Lower sales volume and realization impact revenue and operating profit: Led by a decline of 2.1% YoY in sales volume (cement and clinker) and 0.2% YoY in blended realization, the company reported 2.3% YoY decline in revenue to Rs49.6bn. Operating profit was down 18.8% YoY to Rs10.5bn primarily due to the decline in sales volume and higher operating costs.

Higher op. costs impact profitability: Operating cost during the quarter was up 5.6% YoY to Rs3,877/tonne primarily due to an increase of 5.9% YoY in raw material cost, 14.6% YoY in employee cost, 8.6% YoY in freight cost and 16.7% YoY in other expenses. On a per tonne basis, energy cost declined 6.9% YoY to Rs982/tonne due to higher usage of pet coke in the fuel-mix (46% in Q1FY14) and decline in imported coal price (6% YoY drop to US$80/tonne). Driven by higher op. costs and lower sales volume, op. margin of the company declined 4.3pp YoY to 21.2%. Blended EBITDA/tonne declined 17% YoY to Rs1,041/tonne.

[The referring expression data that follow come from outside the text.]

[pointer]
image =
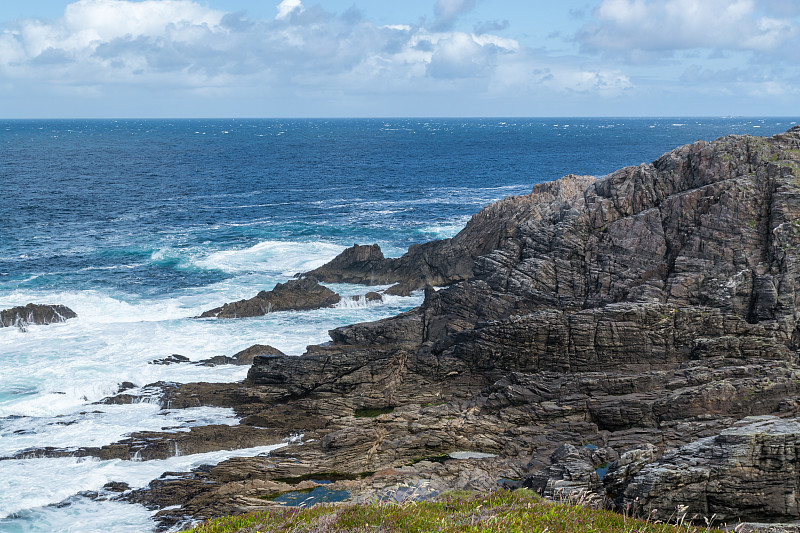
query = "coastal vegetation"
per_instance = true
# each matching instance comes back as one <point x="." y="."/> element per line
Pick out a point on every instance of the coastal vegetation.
<point x="460" y="511"/>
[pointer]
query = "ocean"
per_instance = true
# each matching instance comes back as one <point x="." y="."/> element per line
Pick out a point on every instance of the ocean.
<point x="140" y="225"/>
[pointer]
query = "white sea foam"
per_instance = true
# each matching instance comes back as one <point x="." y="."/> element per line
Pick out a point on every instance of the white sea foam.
<point x="82" y="515"/>
<point x="102" y="424"/>
<point x="287" y="258"/>
<point x="31" y="483"/>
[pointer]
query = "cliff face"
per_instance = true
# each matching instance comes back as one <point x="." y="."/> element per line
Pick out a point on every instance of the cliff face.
<point x="646" y="313"/>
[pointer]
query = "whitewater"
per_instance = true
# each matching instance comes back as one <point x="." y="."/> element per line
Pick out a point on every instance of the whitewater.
<point x="140" y="226"/>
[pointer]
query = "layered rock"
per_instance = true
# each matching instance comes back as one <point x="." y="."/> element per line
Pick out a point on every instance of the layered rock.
<point x="35" y="314"/>
<point x="294" y="295"/>
<point x="641" y="314"/>
<point x="442" y="262"/>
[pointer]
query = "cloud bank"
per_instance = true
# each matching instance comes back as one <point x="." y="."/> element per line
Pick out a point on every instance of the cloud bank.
<point x="99" y="46"/>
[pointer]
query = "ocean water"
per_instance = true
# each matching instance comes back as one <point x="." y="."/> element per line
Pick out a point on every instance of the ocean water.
<point x="140" y="225"/>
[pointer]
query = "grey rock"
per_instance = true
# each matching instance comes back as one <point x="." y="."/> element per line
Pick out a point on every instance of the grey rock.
<point x="35" y="314"/>
<point x="294" y="295"/>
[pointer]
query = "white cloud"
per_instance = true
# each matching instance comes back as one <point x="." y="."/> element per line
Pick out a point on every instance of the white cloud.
<point x="447" y="11"/>
<point x="182" y="47"/>
<point x="287" y="7"/>
<point x="641" y="30"/>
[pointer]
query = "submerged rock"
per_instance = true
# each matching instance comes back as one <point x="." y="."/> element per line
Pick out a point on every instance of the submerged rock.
<point x="294" y="295"/>
<point x="35" y="314"/>
<point x="644" y="314"/>
<point x="446" y="261"/>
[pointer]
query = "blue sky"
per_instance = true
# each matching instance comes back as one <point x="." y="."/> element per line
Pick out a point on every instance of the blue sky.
<point x="359" y="58"/>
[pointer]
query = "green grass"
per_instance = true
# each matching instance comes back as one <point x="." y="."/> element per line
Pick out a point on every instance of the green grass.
<point x="500" y="512"/>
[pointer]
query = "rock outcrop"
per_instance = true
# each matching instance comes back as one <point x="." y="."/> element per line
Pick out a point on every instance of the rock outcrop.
<point x="633" y="320"/>
<point x="443" y="262"/>
<point x="294" y="295"/>
<point x="35" y="314"/>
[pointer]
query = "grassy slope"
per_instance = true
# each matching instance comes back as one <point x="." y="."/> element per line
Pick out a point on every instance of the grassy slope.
<point x="500" y="512"/>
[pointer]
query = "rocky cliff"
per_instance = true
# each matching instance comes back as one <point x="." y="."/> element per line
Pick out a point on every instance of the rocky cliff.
<point x="639" y="319"/>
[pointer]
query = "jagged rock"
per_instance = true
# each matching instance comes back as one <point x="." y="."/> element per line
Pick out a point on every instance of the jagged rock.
<point x="398" y="289"/>
<point x="651" y="309"/>
<point x="571" y="474"/>
<point x="443" y="262"/>
<point x="294" y="295"/>
<point x="126" y="385"/>
<point x="246" y="356"/>
<point x="748" y="472"/>
<point x="171" y="360"/>
<point x="35" y="314"/>
<point x="116" y="486"/>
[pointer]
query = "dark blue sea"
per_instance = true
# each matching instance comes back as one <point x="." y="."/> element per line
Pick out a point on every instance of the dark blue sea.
<point x="140" y="225"/>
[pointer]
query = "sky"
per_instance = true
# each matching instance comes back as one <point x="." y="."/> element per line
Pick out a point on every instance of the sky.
<point x="390" y="58"/>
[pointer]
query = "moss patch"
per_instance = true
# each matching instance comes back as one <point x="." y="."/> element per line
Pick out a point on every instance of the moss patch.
<point x="502" y="511"/>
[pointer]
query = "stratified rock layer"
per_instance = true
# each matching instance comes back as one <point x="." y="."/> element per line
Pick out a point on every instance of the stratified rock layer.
<point x="35" y="314"/>
<point x="642" y="315"/>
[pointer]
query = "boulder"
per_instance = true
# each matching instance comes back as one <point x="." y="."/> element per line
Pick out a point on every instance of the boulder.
<point x="294" y="295"/>
<point x="35" y="314"/>
<point x="246" y="356"/>
<point x="748" y="472"/>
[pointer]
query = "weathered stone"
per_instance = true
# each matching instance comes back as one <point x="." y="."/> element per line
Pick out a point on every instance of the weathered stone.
<point x="644" y="313"/>
<point x="294" y="295"/>
<point x="35" y="314"/>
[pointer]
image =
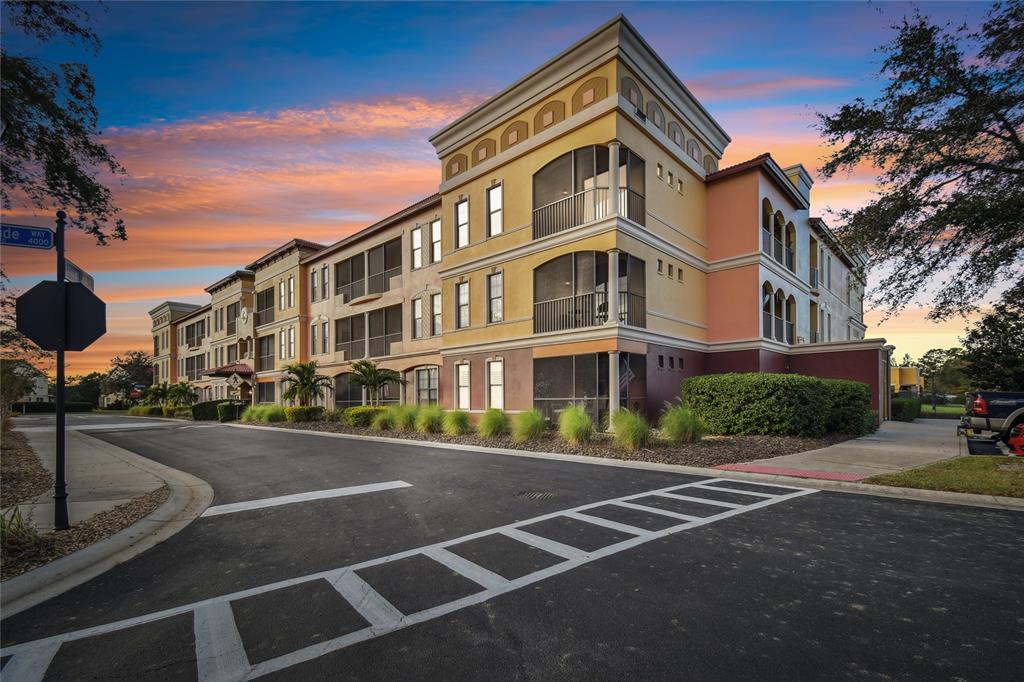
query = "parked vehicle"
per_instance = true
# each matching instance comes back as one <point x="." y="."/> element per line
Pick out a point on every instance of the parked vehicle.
<point x="997" y="412"/>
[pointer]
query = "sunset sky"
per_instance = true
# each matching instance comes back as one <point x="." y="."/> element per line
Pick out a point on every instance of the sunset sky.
<point x="244" y="125"/>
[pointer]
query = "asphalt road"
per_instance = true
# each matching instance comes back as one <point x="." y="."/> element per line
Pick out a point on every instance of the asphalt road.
<point x="413" y="581"/>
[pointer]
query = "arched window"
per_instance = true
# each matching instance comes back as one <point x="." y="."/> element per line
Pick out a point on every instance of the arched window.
<point x="592" y="91"/>
<point x="631" y="91"/>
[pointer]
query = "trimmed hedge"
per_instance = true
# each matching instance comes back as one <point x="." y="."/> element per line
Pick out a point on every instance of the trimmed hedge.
<point x="906" y="410"/>
<point x="361" y="416"/>
<point x="48" y="408"/>
<point x="764" y="403"/>
<point x="304" y="414"/>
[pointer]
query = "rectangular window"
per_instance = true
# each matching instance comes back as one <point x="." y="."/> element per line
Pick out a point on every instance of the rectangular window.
<point x="462" y="305"/>
<point x="435" y="307"/>
<point x="417" y="317"/>
<point x="462" y="384"/>
<point x="462" y="223"/>
<point x="496" y="298"/>
<point x="496" y="384"/>
<point x="417" y="237"/>
<point x="495" y="213"/>
<point x="426" y="386"/>
<point x="435" y="241"/>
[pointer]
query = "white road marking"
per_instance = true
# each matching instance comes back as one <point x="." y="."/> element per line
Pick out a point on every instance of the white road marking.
<point x="378" y="611"/>
<point x="303" y="497"/>
<point x="219" y="652"/>
<point x="475" y="572"/>
<point x="357" y="591"/>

Earnings estimates revised downwards: We have revised our volume (cement & clinker) estimates downwards by 2% each for FY14E/FY15E to 42.3mt. We have also revised blended realization assumption downwards by 2% each for FY14E/FY15E. Our EPS estimate stands revised downwards by 1.7%/6.1% to Rs104.8/Rs130.8 for FY14E/FY15E.

Maintain Buy: we expect recovery in cement demand in 2HFY14E, which should result in improved pricing power for cement manufacturers leading to improved profitability. The company is set to benefit from its capacity expansion of 10.2mt (2.15mt grinding unit has already been commissioned) by Q2FY14E. The management is also committed to improve operational efficiency as a large portion of the capex is for development of infrastructure; modernization and upgradation, which will benefit the company in the long-run. We expect RoCE of the company to improve to 21.2% by FY15E against 17.3% in FY13E. Net D/E is expected to improve to 0.01x by FY15E against 0.11x in FY13E. We expect EBITDA margin to improve to 25.8% by FY15E against 22.6% in FY13 and blended op. profit/tonne will reach to Rs1,384 in FY15E against Rs1,112 in FY13. The stock is trading at 14.4x FY15E EPS, 7.4x EV/EBITDA and EV/tonne of US$156.7. We value the stock at 8.5x FY15E EV/EBITDA and maintain Buy with a revised one-year price target of Rs2,074 (earlier: Rs2,231), upside of 10.3% from CMP.